One of the most common themes on this website is the high cost of American healthcare. What I am saying is that our annual deficits are way too high and that our accumulated debt is increasing too fast.  Furthermore, the only way to get the cost of healthcare entitlements, Medicare and Medicaid, under control, is to get the overall cost of private healthcare under control as well.  And, of course, I support specific policies to do just this.
CaptureIt so happens that I have just had a major interaction with the American healthcare system in Omaha NE where I live.  I go jogging first thing in the morning, five days a week, all year around.  I have done this all my life and have never had a problem – until last Monday morning when I slipped on some ice, fell down and fractured my wrist.  What I did then was:

  • Call off my 8:00 A.M. Calculus class
  • My wife, Sharon, took me to a Minor Medical facility at 8:00 A.M. just as it opened.
  • The facility x-rayed my wrist and determined that I had broken several bones.
  • They then located an orthopedic surgeon who could see me the same day at 2:50 P.M.
  • The surgeon scheduled me for surgery the very next morning.
  • The surgery was successful and I am now recovering.
  • In other words, 30 hours after my accident occurred, I had had an intense inter-action with American medicine and came through with flying colors.

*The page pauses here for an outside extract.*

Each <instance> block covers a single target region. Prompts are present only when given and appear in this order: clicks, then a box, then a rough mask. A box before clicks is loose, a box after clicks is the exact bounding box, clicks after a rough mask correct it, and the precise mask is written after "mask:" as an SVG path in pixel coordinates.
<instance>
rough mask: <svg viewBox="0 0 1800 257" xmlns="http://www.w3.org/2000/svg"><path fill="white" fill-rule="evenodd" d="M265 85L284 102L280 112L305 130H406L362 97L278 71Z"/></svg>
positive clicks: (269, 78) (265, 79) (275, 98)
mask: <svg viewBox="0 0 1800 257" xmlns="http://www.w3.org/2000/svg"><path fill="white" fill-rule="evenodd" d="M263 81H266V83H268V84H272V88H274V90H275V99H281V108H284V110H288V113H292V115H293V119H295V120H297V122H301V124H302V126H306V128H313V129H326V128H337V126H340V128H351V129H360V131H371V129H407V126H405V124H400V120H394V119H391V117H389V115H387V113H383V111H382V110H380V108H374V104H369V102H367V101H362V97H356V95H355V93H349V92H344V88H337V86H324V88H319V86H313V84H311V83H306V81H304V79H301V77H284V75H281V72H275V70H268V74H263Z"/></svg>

  • To say the least, I am very impressed with the quality of the facilities and healthcare professionals with whom I interacted.

It may cost an arm and a leg for this superb medical treatment but then I have excellent health insurance which I have seldom had to make use of.
Conclusion: Although we must make significant changes in healthcare delivery in the U.S., to make the system more cost efficient, we should try hard to do this without affecting the high degree of quality inherent in the system.